I realized that Kennedy was not talking to my parents or my teachers or the cop on the beat: he was talking to me. Everything in me wanted to be part of an America that was a champion of justice and a model of virtue. I longed to be part of making that dream a reality. It was a pivotal moment in my life, one that eventually led to my career in constitutional law.
When Kennedy called on Americans to “bear the burden of a long twilight struggle” to defend freedom in its hour of maximum danger, I never would have guessed how long that twilight would last — or that half a century later, we, the American people, would come to represent the gravest threat to our freedoms through our apathy, ignorance and indifference.
The world is a very different place from when I was a teenager. We undeniably live in perilous, uncertain times. Our nation is plagued by perpetual war; a deteriorating economy; shadowy enemies bent on terrorizing us; increasingly aggressive government agencies. Governmental tentacles now invade virtually every facet of our lives, with agents of the government listening in on our telephone calls and reading our emails. Technology, which has developed at a rapid pace, offers those in power more invasive, awesome tools than ever before. The groundwork has been laid for a new kind of government where it will no longer matter if you’re innocent or guilty, whether you’re a threat to the nation or even if you’re a citizen. What will matter is what the president — or whoever happens to be in power at the time — thinks.
We have an appalling literacy rate; a populace with little understanding of history or the United States Constitution; porous borders with countless illegal immigrants flowing over them; ravaging natural disasters; a monstrous financial deficit; armed forces pushed to their limit, spread around the globe.
We’re embroiled in endless wars against rebel enemies that seem to attack from nowhere.
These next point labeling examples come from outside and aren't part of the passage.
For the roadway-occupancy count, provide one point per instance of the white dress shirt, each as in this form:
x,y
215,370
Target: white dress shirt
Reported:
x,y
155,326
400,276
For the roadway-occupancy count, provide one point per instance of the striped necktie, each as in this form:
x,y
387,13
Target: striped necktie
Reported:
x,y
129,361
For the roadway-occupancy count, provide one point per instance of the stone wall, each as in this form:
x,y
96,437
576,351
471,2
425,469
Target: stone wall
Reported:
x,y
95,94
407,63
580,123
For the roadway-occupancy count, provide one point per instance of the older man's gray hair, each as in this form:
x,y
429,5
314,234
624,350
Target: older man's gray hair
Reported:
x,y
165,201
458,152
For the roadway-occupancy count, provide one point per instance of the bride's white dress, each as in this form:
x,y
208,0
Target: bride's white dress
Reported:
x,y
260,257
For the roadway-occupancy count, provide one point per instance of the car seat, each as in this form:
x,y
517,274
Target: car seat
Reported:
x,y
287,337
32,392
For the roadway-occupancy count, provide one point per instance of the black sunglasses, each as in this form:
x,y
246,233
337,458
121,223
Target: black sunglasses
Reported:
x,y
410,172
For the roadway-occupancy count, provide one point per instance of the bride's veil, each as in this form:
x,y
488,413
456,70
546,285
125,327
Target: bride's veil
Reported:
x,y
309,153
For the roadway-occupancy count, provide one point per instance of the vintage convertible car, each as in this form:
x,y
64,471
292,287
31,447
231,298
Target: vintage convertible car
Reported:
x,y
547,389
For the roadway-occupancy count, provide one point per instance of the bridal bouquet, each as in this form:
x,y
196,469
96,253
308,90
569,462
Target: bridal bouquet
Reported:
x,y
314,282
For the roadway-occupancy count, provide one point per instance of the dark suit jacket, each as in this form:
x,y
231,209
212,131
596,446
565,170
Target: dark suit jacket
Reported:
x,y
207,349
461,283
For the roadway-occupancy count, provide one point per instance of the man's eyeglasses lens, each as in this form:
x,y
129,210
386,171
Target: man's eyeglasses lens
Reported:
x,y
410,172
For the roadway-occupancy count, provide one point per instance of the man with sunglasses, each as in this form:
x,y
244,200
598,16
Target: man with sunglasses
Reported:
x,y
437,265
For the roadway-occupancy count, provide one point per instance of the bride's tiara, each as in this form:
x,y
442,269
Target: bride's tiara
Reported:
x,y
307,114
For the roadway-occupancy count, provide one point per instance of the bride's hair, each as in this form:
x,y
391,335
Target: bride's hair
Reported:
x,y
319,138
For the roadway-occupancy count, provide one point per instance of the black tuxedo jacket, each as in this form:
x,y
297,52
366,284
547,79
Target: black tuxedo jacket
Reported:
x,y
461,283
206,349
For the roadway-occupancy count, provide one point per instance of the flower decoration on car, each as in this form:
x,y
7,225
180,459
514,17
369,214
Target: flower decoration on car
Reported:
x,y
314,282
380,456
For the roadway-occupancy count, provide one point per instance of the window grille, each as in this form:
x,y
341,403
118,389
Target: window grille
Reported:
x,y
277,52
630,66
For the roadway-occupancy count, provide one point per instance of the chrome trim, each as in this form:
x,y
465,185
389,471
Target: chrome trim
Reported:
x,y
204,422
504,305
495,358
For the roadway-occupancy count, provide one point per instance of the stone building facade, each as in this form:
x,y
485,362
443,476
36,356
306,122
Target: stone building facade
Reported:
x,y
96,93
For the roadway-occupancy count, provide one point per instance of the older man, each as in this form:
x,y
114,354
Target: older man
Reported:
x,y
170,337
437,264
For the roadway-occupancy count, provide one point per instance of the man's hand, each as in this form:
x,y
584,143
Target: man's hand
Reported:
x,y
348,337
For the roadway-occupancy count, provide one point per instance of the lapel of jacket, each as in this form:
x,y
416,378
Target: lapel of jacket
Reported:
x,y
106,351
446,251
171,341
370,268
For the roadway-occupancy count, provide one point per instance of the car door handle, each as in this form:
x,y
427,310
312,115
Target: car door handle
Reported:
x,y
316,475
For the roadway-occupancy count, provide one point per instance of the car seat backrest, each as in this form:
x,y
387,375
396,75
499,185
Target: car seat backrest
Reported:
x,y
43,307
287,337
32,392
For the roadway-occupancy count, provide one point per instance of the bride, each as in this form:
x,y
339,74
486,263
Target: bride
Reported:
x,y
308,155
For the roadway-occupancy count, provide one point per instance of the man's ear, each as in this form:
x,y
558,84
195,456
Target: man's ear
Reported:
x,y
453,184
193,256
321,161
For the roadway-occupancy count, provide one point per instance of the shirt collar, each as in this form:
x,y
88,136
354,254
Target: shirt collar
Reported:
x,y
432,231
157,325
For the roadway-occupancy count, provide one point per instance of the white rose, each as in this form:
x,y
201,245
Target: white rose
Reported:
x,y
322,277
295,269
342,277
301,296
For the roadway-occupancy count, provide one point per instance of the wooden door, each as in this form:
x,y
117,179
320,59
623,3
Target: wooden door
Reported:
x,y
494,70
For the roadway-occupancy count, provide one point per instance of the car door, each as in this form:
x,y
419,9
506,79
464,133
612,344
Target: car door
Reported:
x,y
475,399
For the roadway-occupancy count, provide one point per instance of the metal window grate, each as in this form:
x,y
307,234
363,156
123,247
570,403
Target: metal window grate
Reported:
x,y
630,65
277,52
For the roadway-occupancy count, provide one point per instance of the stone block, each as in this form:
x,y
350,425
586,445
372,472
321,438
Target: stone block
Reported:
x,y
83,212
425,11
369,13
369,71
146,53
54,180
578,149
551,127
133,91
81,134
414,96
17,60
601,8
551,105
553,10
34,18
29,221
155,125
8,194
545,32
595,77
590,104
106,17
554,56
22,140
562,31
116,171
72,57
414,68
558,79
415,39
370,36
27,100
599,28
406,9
Our country is both ideologically and politically fractured. America’s credibility around the world is at an all-time low. And I am not alone in believing that we may be only one terrorist attack away from becoming a military state. Our very freedoms are at stake.
Is there any hope? Yes, there is. But that hope does not rest with a president, Congress or the government. And it never has. That is an illusion. As I point out in my book, A Government of Wolves: The Emerging American Police State, the only real hope in any significant change for the better rests in the American people. But first we have to regain a sense of America’s history and reclaim our inheritance.
The freedoms we often take for granted did not come about through happenstance. They were hard-won through the sheer determination, suffering and sacrifice of thousands of patriotic Americans who not only believed in the cause of liberty but also acted on that belief. The success of the American Revolution owes much to these men and women. In standing up to the British Empire and speaking out against an oppressive regime, they exemplified courage in the face of what must have seemed like an overwhelming foe.
Those revolutionaries were average citizens, not agitators or hotheads. They were not looking for trouble or trying to start a fight. Like many today, they were simply trying to make it from one day to another. But they finally had enough and decided to stand and fight for the one thing that makes an American an American: freedom.
It wasn’t easy. Many lost their livelihoods and homes. Many lost their lives. But, like Tom Paine, they would not be sunshine patriots. They would not shrink from service to their country.
If we are to survive as a nation, we must regain the spirit of the American revolutionaries. It’s time to turn off the television set, put down the cell phone and, if need be, take to the streets and make sure our voices are heard. Some of our fellow citizens are already on the frontlines of freedom. Let’s join them. In the words of Patrick Henry:
Why stay we here idle? What is it that gentlemen wish? What would they have? Is life so dear, or peace so sweet, as to be purchased at the price of chains and slavery? Forbid it, Almighty God. I know not what course others may take, but as for me: give me liberty, or give me death!